Gradient Descent part 1
Intro to Gradient Descent
What’s going on here
This is my first Data Science post on my blog. In this post i’ll be exploring my understanding of the Gradient Descent algorithm. My next post will explore how to implement this algorithm in R. Then i’ll have a play around with the function so we can all see the results of some pretty cool maths.
The Gradient Descent algorithm is the first algorithm presented by Andrew NG in his Machine Learning course. It’s my understanding that Gradient Descent is the basis of how machines learn.
linear regression
My understanding of linear regression is how it was presented my the lecturers I had at univisersity. Namely, we look at our data and say that the following model might fit.
\[y_{i} = \beta_{0} + \beta_{1}x_{1i} + \beta_{2i}x_{2i} + ... + \beta_{k}x_{ki} + \epsilon_{i}\] I know everyone likes to present it in matrix form or sum notation but I always conceive it in the above form. Anyway basically we’re saying “our ys are a linear combination of some xs and there’s a random noise thing there too”.
Econometricians look at this and go “if we assume all the \(\epsilon_{i}\) are normally distributed with the same mean and variance then we can estimate it using Ordinary Least Squares”. I’ll leave it up to the reader to dive into this if you wish https://en.wikipedia.org/wiki/Ordinary_least_squares.
But the data scientist? Interestingly they approach this problem and say “we want to estimate this cool equation (the above one minus the \(\epsilon_{i}\)) but we don’t like assumptions. We want to build a MACHINE that does it for us.”
Then they go about designing this machine. They conceive of some hypothesized line that will fit all the points, design a function that tells the machine off when it makes a guess too far away from this line (a cost function). Then they roll a ball down a hill.
Wait, what.
That’s how Gradient Descent is apparently conceived, as rolling a ball down a hill: You roll it from where you stand, it rolls down to the bottom, then it rolls up a bit because physics and stuff, then it rolls down again, and up a little bit, and down again, and up maybe a tiny bit more, then finally it comes to rest.

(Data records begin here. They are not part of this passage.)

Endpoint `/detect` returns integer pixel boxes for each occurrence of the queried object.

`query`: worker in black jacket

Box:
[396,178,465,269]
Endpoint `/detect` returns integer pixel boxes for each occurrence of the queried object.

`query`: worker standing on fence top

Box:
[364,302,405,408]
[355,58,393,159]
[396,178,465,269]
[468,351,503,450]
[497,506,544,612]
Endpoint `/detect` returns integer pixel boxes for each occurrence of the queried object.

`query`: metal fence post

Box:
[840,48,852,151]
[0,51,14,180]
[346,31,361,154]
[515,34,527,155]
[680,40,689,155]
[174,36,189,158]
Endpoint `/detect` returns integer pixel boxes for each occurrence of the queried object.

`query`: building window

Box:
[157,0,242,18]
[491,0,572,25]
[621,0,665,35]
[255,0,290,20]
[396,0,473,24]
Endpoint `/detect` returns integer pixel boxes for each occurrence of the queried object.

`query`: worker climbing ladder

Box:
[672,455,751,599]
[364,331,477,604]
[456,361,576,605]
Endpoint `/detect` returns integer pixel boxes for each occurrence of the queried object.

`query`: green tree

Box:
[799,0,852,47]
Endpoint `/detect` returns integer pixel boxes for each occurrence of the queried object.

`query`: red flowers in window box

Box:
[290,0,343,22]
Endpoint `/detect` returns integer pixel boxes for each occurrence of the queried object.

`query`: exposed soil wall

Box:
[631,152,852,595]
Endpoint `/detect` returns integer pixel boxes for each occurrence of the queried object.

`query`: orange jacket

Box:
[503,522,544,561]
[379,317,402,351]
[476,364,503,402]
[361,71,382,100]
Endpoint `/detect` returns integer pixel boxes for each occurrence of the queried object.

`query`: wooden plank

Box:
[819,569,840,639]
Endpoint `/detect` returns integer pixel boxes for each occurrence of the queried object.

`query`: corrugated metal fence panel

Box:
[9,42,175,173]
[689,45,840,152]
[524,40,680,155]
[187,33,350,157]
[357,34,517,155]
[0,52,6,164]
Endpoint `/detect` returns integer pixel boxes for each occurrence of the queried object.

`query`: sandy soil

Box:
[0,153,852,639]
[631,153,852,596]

What a brilliant concept. As in the physical world, if you want to find the bottom of a hill, you roll a ball down it. In the mathematical world, if you want to find a bottom (minima) of a function you roll a ball down it!
For a linear model the hypothesized line is
\[\hat{y}_{i} = \hat{\beta}_{0} + \hat{\beta}_{1}x_{1i} + \hat{\beta}_{2}x_{2i} + ... + \hat{\beta}_{k}x_{ki}\]
And so the data scientist sets up a cost functin like \[cost = \frac{1}{2n}\sum_{i = 1}^n (\hat{y_i} - y_{i})^2\]
The 2 in \(\frac{1}{2n}\) is in there for convenience because of course when we go to minimize this function we want to take the first derivative. And so the ball is rolled down the hill of this cost function to minimize it.
And of course to minimize a function we take the first derivative and set it to 0 (well, I lie, this just finds a stationary point on the function whether that’s a minima or maxima we don’t know until we take a second derivative).
And we know the first derivative can be written as: \[\frac{1}{n} \sum_{i = 1}^n (\hat{y_i} - y_{i})x_{i}\] For the “intercept” as it’s called in econmetrics, the \(\beta_{0}\). This simplifies to \[\frac{1}{n} \sum_{i = 1}^n (\hat{y_i} - y_{i})\]
because \(x_{0}= 1\)
And so an algorithm that will roll a ball down a hill until it find the bottom will be:
Repeat until convergence: \[\beta_{0} := \beta_{0} -\alpha \frac{1}{n} \sum_{i = 1}^n (\hat{y_i} - y_{i})\] \[\beta_{j} := \beta_{j} - \alpha \frac{1}{n} \sum_{i = 1}^n (\hat{y_i} - y_{i})x_{i}\] Where \(\alpha\) is the learning rate which I think of as how fast you push the ball when you roll it down the hill. If you push it really hard it will roll to the bottom, then roll up the slope on the other side really quite high, potentially this could cause it to roll into the next valley! Which might be a local minima instead f a global minima.
I love that Machine Learning, especially Gradient Descent feels more experimental than econometrics. To solve this exact problem in econometrics we would have assumed the \(\epsilon\)s are Gaussian and derived a closed form expression for \(\beta_{j}\).
Anyway that’s the maths and a bit of intuition, in my next post i’m going to write a function in R that does gradient descent. We’ll compare the results of a linear model fit using this to one fit using the lm function in R. Spoiler alert - they’re gonna be similar.
In the post after that I want to stretech my R skills a bit by re-writing the gradient descent function so that we can see what value of \(\alpha\) is “best” for a particular cost function. And also test how many iterations the algorithm needs to converge when we scale our variables versus when we don’t.